Déjà réceptionnés entre octobre 2020 et juin 2021, tous ces « fagots » comportent des « crayons », c’est-à-dire des gaines empilant des pastilles d’uranium. L’exercice se rapproche d’un autre, plus habituel : tous les ans ou tous les ans et demi, selon les modèles, l’exploitant procède au rechargement partiel de ses cinquante-six réacteurs déjà en fonctionnement dans le pays.

Pleine puissance

Plusieurs étapes, après celle du premier chargement, seront encore au calendrier du cinquante-septième réacteur. D’abord, dans les semaines à venir, des essais pour permettre la divergence, c’est-à-dire le début de la fission nucléaire. Ensuite, en principe à partir de l’été, ce sera le moment du raccordement au réseau électrique. Ce n’est qu’à partir de ce couplage, lorsque le réacteur aura atteint 25 % de sa puissance, que sa turbine de 70 mètres de long pourra commencer à alimenter les foyers français en électricité.

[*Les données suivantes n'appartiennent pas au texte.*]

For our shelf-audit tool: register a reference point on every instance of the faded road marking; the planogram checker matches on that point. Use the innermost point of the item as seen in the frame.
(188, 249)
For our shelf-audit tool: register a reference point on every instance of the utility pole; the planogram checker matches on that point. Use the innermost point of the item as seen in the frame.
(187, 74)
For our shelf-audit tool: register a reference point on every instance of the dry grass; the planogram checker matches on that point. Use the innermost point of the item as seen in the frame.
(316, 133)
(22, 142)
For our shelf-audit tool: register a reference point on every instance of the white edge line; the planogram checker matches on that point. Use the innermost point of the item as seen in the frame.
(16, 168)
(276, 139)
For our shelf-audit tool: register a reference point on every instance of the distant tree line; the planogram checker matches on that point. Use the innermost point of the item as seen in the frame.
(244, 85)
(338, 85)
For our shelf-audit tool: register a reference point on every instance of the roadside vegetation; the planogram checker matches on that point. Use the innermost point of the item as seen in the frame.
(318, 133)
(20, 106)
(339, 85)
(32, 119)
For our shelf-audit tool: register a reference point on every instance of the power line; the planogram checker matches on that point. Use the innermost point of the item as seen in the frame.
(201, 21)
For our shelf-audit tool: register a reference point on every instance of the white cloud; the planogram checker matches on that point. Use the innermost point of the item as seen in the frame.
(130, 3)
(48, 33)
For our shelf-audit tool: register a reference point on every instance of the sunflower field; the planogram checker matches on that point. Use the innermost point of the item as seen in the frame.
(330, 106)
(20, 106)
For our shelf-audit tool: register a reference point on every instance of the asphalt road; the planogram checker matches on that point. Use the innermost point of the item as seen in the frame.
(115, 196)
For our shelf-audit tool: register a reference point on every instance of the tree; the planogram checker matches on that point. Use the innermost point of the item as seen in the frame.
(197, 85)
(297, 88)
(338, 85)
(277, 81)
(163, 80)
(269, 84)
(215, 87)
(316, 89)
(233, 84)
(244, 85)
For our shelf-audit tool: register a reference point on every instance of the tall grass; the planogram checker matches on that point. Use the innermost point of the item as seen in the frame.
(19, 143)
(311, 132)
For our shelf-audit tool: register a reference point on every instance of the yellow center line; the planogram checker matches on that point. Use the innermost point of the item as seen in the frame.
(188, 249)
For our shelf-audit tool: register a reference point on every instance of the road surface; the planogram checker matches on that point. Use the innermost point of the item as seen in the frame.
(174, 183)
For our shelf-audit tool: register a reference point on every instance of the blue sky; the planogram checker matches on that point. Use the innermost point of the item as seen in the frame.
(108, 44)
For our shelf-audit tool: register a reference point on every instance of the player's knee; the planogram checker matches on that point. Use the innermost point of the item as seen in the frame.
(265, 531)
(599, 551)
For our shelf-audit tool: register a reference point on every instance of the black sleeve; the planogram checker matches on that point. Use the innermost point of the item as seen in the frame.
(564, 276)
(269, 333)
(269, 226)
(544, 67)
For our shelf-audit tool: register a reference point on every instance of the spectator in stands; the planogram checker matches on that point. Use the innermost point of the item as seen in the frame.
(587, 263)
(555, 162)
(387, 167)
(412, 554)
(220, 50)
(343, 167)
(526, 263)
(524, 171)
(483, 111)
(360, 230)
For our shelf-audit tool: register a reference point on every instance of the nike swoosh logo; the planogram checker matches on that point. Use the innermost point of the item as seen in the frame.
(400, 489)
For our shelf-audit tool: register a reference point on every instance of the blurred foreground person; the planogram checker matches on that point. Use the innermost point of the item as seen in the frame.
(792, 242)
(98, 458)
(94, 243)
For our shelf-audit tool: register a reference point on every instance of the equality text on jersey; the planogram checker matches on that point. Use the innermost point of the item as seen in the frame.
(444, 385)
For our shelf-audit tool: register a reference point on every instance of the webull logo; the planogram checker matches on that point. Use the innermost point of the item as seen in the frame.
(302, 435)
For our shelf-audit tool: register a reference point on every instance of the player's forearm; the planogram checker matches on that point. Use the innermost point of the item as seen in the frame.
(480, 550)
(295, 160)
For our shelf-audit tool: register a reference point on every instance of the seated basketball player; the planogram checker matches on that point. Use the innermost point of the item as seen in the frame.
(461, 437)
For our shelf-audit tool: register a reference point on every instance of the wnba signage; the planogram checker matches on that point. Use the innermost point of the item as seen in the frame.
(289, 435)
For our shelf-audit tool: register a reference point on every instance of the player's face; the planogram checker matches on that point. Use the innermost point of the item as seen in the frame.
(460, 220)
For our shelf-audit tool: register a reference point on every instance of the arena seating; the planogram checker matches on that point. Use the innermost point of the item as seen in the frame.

« La fission, autrement dit la réaction en chaîne des neutrons, ne peut se faire que très progressivement, rappelle Emmanuelle Galichet, enseignante-chercheuse en sciences et technologies nucléaires au Conservatoire national des arts et métiers. Vous ne pouvez pas d’emblée être à 100 %. » La pleine puissance est plutôt annoncée pour la fin de l’année en cours.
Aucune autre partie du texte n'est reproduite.